Следствие закончилось. Ольга вспоминала: «Наступил день, когда какой-то прыщавый лейтенант объявил мне заочный приговор: пять лет общих лагерей «за близость к лицам, подозреваемым в шпионаже». Ивинскую отправили в лагерь. Борис ходил по инстанциям, просил, умолял, требовал выпустить Ольгу. Но разве он был в силах противостоять системе? Единственное, чем он мог помочь любимой женщине, – это все 5 лет пребывания в лагере заботиться о её детях. Писатель без устали повторял знакомым: «Её посадили из-за меня, как самого близкого мне человека. Её геройству и её выдержке я обязан, что меня в эти годы не трогали».


Когда в пятьдесят третьем Ольга вернулась, их любовь вспыхнула с новой силой. Он писал ей письма: «Золотая моя девочка... Я связан с тобой жизнью, солнышком, светящим в окно, чувством сожаления и грусти, сознанием своей вины».


Их встречи продолжались. Ольга помогала Пастернаку закончить роман. Она поддерживала его. И когда в 1955 году ни одно советское издательство не бралось публиковать «Доктора Живаго», и когда роман вышел в свет за границей, и когда Борису Леонидовичу присудили Нобелевскую премию, и когда опять началась травля с обвинениями в измене родине, в предательстве.

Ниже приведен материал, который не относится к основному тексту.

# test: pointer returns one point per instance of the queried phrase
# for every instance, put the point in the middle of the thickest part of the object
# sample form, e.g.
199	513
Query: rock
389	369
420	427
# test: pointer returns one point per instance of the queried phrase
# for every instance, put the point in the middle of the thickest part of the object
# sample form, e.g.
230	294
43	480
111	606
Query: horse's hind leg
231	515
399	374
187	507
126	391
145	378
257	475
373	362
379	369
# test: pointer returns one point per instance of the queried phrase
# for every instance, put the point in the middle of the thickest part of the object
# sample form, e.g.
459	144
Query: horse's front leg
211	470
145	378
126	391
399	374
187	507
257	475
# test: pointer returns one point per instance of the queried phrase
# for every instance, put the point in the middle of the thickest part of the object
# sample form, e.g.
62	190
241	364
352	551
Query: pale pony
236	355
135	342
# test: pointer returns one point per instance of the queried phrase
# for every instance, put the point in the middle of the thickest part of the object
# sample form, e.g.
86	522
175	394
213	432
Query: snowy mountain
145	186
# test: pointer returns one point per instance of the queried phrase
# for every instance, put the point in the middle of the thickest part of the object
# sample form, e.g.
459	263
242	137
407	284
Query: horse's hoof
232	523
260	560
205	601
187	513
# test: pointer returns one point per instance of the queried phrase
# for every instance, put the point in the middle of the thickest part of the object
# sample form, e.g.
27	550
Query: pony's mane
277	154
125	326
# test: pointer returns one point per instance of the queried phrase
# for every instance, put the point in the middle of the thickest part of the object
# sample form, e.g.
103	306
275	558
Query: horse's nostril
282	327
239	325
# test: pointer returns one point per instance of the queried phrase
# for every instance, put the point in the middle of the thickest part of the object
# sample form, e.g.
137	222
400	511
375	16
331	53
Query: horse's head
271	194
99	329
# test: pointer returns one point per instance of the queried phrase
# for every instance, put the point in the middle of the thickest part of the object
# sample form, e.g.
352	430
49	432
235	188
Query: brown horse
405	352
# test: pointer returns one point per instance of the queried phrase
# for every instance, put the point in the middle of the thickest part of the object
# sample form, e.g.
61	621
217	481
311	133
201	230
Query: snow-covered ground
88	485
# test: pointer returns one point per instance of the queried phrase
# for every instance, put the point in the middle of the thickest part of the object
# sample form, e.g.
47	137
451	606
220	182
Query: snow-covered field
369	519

Последний раз они виделись в начале мая 1960 года. Через несколько дней с Борисом случился инфаркт. Затем выяснилось, что у Пастернака ещё и рак лёгких. Ольга не смогла быть с ним рядом – за супругом ухаживала жена Зинаида. Именно она со своим чувством долга, ответственности и самопожертвования делала для Бориса всё возможное. Например, когда Пастернак уже не мог двигаться, она привезла рентгеновский аппарат из Кремлёвской больницы на дом, чтобы сделать необходимое обследование. Сложно себе даже представить, каких усилий ей это стоило!


Ольга плакала под окнами Пастернака, а Борис отправлял ей короткие записки, в которых просил не искать с ним встреч. Писатель считал, что так будет лучше и для него, и для неё, и для Зинаиды, которой он многим был обязан.


30 мая 1960 года его не стало.


А как же его музы? Увы, судьбы их оказались очень трагичными.


Первая жена, Евгения Лурье, после развода несколько раз оказывалась в психиатрических клиниках, а к концу жизни становилась всё печальнее и молчаливее. Она постоянно перечитывала роман «Доктор Живаго» и смущённо говорила, что у неё много общего с главной героиней романа.


Зинаида Пастернак после смерти мужа осталась без средств к существованию. Его произведения не издавали, пенсию за мужа, несмотря на все хлопоты весьма именитых друзей, получить так и не удалось. За год до смерти, уже будучи тяжело больной, она написала «Воспоминания» о своей жизни с Борисом – такие же простые и наивные, какой была сама Зинаида и какой полюбил её Пастернак. Она также претендовала на прообраз Лары в «Докторе Живаго».


Ольгу Ивинскую после смерти писателя опять арестовали. На этот раз женщину обвинили в контрабанде – Ольга получила гонорар, пришедший из-за рубежа за публикацию романа «Доктор Живаго». Из лагерей она вернулась через четыре года и прожила долгую жизнь. Последняя возлюбленная тоже написала воспоминания о своих отношениях с Борисом «Годы с Пастернаком и без него», которые закончила так: «Любимый мой! Вот я кончаю работу, завещанную тобой. Прости меня, что написала так; я не могла и никогда не смогла бы написать на уровне, которого ты достоин... Большая часть прожитой сознательной жизни была посвящена тебе, как будет посвящён и её остаток...»


Три женщины. Три музы. Три трагедии. Однако близость к мастеру не принесла ни одной из них счастья. Может, это удел всех муз? Или права была Цветаева, когда сказала, что Пастернак не способен на счастливую жизнь и счастливую любовь? Нам остаётся только теряться в догадках.